Update (6/6/6): Unlike me, Suresh was really there. The actual vote for 2008 was between Washington, DC (45 votes) and Columbus, OH (28 votes). Apparently the North Carolinians have given up, and nobody was actually willing to point a gun at Erik. Yes, sir, we do like us some imported beer. Hmmm... That gives me an idea. Let's get Stefan to host SOCG 2009 in Brussels!
Standard Rules: Take a drink the first time each of the following events occurs.
Anyone voices a standard complaint about the conference proper (one drink each): high registration fees, parallel sessions, heavy proceedings, ugly proceedings, too hot, too many aliens
Anyone voices a standard complaint about the conference location (one drink each): too expensive, bad informal food (eg, coffee breaks, continental breakfasts, reception), too remote, too beautiful, too hot, too many aliens
Anyone uses the phrase "broader geometric computing community" or equivalent
Anyone makes a joke involving the word "vortex"
Anyone uses the words "dry" and "heat" in the same sentence
Anyone stands on their chair, raises their beer to the sky, and shouts "¡Viva la Revolucion!"
Statistics Bonus Round:
Take one drink for each slide of statistics displayed by the PC chair.
If your name appears on the PC chair's slides for any reason, finish your beer.
Location Bonus Round:
Take one drink for each proposal, whether serious (eg, Cambridge) or frivolous (eg, Havana).
If anyone seriously proposes a location that requires more than two hours of travel from the nearest international airport (e.g.
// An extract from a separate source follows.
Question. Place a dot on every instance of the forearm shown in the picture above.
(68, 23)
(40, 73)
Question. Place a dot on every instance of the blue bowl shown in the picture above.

Pisa, Sedona, Gyeongju), take one drink.
If anyone seriously suggests Havana, stand on your chair, raise your beer to the sky, and shout "¡Viva la Revolucion!"
Each time the word "beer" appears in a bid presentation, take one drink.
If the winning location is Chapel Hill, Baltimore, or Cambridge, finish your beer.
If the winning location is Havana, switch to cube libre for the rest of the meeting.
Voting Bonus Round:
If anyone asks if they can vote for more than one option, take a drink.
If any vote is repeated beause of voter confusion, take a drink.
If any vote ends in a tie, take two drinks.
If anyone suggests that David Johnson is attempting to manipulate the vote, finish your beer.
Argument Bonus Round:
If anyone starts a long, pointless argument that has happened in more than two previous business meetings (for example: submission format; proceedings format; electronic vs. paper proceedings; parallel sessions; poster sessions; applied, short, or otherwise second-class papers; 1 PC chair vs 2 co-chairs), take two drinks.
Each time a contentious issue is left to the discretion of the next PC, finish your beer and throw the bottle at the person who started the argument.
If anyone seriously suggests divorcing from ACM, stand on your chair, raise your beer to the sky, and shout "¡Viva la Revolucion!"
Extra-Special Double-Whammy Vanity Bonus Round:
Each time someone mentions my name for any reason, take a drink.
Each time someone questions my sanity for any reason, stand on your chair, raise your beer to the sky, and shout "¡Viva la Revolucion!"